Dalam diskusi bertema "Petani Butuh Keberlanjutan Harga CPO Naik" yang diselenggarakan media InfoSAWIT itu, Herdrajat mengatakan, pihaknya telah melaporkan keputusan tersebut kepada Presiden.

"Pungutan baru akan diberlakukan apabila ada kepastian harga akan naik. Kemungkinan besar pemberlakuan pungutan yang paling tepat yaitu ketika B30 akan efektif berjalan pada 1 Januari 2020," katanya.

Pada saat itu akan terjadi kenaikan penggunaan CPO, karena volume penggunaan CPO untuk B30 akan bertambah sekitar tiga juta ton dibandingkan saat digunakan sebagai B20.

Baca juga: Apkasindo harapkan alokasi dana sawit untuk petani meningkat

Guntur Cahyo Prabowo dari Roundtable on Sustainable Palm Oil (RSPO) mengungkapkan, pihaknya mencoba untuk menyinergikan pengembangan praktik minyak sawit berkelanjutan di tingkat petani dengan pelaku usaha.

Hal itu, lanjutnya, bakal bisa membantu petani dalam memangkas rantai pasok perdagangan tandan buah segar (TBS) sawit, sehingga pembelian harga tingkat petani tidak dilakukan pihak ketiga (perantara), lantaran cara demikian berdampak pada terpangkasnya harga.

Sebab itu dengan menerapkan skim berkelanjutan, petani bisa memiliki kesempatan untuk akses informasi dan penjualan langsung ke pabrik kelapa sawit.
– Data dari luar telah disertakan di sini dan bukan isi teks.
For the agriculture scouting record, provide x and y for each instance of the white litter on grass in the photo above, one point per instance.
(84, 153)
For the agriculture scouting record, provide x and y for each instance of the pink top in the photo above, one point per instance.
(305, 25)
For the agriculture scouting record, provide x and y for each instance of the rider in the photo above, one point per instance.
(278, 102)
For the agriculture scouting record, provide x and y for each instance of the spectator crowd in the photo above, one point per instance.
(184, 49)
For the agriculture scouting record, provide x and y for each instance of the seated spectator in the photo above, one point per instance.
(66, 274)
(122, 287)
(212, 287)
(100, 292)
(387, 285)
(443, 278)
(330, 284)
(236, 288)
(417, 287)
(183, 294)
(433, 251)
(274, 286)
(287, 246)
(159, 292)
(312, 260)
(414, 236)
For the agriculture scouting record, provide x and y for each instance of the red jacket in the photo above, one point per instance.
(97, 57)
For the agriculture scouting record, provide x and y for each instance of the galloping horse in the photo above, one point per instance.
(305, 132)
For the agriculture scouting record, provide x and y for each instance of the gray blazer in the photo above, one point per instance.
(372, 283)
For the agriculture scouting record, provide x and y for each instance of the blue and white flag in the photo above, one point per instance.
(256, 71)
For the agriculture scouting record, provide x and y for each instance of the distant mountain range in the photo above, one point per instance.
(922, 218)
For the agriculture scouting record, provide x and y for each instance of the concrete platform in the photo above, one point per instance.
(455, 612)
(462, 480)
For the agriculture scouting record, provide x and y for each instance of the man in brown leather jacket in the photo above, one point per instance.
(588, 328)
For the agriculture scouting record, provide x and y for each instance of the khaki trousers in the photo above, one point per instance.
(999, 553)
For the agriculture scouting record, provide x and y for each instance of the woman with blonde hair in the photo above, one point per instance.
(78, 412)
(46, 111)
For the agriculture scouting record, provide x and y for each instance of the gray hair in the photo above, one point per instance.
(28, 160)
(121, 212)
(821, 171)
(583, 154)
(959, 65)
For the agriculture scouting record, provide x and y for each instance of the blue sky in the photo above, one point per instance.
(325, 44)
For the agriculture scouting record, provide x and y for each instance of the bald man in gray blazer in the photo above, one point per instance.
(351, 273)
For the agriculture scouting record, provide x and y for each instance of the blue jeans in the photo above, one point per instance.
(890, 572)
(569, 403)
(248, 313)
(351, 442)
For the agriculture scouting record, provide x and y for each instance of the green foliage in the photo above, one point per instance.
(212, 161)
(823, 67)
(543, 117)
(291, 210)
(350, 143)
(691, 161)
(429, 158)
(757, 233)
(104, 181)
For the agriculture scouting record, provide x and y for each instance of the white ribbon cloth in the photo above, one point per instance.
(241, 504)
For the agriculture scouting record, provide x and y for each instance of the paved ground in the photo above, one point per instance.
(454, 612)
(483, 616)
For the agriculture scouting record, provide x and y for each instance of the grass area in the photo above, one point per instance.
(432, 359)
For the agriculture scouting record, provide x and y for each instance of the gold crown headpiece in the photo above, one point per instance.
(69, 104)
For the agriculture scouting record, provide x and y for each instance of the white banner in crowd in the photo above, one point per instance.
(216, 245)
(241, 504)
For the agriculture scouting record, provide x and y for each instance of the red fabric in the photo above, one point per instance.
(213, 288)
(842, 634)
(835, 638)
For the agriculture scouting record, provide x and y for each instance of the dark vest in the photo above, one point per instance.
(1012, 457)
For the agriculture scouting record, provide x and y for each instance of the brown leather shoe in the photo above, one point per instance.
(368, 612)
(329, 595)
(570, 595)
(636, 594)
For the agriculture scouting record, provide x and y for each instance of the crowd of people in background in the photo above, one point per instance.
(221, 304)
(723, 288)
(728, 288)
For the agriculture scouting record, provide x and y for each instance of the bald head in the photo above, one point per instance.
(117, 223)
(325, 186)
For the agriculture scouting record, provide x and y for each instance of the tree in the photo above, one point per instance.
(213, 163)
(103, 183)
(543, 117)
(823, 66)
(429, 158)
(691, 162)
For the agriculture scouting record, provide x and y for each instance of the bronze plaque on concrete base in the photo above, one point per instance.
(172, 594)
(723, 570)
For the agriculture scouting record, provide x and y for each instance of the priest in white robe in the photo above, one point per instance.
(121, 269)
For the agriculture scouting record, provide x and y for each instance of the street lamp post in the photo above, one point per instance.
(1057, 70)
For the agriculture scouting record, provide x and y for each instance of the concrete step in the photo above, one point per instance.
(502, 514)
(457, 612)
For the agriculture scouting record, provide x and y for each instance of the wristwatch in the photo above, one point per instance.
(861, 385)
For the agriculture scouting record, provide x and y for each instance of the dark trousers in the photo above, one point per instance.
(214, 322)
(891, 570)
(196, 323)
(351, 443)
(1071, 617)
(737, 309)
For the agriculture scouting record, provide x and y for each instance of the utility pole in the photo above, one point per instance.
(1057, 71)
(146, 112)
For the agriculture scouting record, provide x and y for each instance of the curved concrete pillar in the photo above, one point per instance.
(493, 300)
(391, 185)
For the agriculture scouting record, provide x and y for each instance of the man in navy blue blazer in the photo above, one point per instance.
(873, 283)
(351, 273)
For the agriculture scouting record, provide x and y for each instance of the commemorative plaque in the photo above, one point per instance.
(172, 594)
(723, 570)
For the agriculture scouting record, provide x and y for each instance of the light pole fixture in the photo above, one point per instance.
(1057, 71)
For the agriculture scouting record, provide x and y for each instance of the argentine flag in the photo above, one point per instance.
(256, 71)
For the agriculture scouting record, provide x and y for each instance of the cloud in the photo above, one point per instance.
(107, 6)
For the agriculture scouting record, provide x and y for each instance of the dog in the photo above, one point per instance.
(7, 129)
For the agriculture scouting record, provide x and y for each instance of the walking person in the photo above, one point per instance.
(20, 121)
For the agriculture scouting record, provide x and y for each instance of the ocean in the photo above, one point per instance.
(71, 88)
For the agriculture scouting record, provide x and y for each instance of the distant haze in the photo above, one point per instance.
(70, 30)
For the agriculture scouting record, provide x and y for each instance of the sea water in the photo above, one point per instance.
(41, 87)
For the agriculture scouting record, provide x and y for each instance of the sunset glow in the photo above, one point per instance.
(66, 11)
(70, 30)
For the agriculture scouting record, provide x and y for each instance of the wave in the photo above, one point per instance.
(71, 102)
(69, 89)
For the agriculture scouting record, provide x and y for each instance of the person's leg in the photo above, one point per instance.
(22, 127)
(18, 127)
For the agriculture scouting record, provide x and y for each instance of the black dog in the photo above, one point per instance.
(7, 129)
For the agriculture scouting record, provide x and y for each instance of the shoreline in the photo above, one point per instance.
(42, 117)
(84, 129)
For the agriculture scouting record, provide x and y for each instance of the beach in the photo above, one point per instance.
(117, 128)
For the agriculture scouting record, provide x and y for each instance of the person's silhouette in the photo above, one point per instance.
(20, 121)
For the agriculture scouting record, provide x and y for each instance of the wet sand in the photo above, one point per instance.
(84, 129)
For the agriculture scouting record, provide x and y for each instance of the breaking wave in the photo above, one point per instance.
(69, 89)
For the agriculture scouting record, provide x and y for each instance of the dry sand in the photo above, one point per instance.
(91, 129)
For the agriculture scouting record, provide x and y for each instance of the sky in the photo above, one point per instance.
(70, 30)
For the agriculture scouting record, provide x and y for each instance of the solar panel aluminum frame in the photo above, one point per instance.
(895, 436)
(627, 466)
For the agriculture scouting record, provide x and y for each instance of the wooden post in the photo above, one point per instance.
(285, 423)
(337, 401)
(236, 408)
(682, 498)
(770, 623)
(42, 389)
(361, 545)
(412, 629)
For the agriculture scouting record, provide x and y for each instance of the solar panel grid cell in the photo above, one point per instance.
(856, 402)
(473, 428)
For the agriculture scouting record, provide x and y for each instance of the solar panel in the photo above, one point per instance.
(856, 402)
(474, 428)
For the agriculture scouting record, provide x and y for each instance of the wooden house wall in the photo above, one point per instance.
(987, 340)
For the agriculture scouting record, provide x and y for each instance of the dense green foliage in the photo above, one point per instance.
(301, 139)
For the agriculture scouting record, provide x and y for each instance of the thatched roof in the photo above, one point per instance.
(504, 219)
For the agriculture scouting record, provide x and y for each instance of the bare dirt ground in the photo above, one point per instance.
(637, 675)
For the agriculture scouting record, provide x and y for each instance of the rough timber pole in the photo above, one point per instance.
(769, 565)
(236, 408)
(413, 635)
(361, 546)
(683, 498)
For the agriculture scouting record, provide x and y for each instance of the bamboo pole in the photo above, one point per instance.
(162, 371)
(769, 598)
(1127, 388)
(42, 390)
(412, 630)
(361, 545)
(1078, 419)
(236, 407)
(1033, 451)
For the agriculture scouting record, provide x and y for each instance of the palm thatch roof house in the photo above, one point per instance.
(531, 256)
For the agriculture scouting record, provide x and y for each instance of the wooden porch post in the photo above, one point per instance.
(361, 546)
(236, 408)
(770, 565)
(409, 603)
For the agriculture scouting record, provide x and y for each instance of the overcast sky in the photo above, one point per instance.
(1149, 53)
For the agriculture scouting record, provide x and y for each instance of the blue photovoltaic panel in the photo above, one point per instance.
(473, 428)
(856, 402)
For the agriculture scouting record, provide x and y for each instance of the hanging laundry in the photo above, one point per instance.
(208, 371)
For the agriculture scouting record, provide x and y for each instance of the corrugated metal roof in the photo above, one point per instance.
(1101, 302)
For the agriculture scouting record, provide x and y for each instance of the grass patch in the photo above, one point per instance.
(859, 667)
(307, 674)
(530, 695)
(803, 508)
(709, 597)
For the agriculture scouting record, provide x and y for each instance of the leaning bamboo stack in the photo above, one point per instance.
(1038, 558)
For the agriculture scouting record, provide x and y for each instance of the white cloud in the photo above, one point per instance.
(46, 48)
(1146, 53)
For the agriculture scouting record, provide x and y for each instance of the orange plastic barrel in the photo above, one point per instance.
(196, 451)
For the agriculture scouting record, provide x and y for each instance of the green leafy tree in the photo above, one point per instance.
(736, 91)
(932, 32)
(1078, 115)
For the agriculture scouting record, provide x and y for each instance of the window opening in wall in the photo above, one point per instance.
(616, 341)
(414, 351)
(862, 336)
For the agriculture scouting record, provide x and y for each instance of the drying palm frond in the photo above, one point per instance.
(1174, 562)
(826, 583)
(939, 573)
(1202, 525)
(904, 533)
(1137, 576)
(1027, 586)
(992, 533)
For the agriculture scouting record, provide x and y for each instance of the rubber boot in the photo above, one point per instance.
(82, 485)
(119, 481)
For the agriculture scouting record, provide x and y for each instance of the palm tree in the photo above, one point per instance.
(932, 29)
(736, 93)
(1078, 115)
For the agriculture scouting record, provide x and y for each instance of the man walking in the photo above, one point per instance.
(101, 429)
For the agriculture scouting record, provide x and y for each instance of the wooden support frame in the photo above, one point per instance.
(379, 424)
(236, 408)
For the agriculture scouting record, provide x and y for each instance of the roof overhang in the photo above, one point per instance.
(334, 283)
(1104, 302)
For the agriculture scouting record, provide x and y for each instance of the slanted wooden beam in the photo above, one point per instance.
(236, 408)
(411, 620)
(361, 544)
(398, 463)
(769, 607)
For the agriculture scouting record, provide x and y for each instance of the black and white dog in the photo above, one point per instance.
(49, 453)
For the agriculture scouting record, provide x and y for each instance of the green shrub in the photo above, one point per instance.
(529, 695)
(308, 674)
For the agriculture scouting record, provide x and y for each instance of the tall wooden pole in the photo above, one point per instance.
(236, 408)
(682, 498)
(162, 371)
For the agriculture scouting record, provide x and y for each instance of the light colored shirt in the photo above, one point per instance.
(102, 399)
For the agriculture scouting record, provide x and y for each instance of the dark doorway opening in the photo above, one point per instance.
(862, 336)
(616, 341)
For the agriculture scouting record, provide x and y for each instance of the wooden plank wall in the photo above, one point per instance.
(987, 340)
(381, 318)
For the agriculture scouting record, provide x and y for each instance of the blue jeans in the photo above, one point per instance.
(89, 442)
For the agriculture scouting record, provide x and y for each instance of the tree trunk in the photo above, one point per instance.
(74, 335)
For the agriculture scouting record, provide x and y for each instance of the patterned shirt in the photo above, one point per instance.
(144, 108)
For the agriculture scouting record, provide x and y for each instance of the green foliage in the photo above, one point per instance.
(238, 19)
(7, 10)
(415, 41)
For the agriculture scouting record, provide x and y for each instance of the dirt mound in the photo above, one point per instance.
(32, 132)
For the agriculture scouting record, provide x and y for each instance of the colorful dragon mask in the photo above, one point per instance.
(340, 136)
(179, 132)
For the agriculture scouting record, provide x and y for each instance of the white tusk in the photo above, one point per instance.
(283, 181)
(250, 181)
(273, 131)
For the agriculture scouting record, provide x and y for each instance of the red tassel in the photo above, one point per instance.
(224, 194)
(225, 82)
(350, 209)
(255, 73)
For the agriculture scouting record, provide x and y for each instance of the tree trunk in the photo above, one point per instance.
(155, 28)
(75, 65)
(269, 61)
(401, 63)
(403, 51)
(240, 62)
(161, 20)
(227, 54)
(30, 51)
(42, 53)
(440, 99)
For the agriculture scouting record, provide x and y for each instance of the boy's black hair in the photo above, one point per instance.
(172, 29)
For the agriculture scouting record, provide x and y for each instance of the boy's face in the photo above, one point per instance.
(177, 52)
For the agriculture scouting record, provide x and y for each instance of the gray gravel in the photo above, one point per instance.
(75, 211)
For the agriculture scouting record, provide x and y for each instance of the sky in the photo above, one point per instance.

Kendati sertifikasi mungkin bukan satu-satunya jawaban atas masalah tersebut, namun sertifikasi minyak sawit berkelanjutan itu dapat dijadikan salah satu alternatif guna membuka akses untuk petani sawit swadaya. Terutama akses terhadap kemitraan pengolahan TBS bersertifikat yang dihasilkan oleh petani swadaya.

"Selain akses pasar, peluang dukungan peningkatan kapasitas dari pabrik dan pula pihak lain seperti pemerintah juga terbuka cukup lebar," katanya.

Tercatat hingga saat ini sudah ada sekitar 30 kelompok petani swadaya bersertifikat RSPO. Namun jika dibandingkan dengan jumlah total luas lahan yang dikelola oleh petani swadaya di Indonesia, maka pencapaian ini jauh.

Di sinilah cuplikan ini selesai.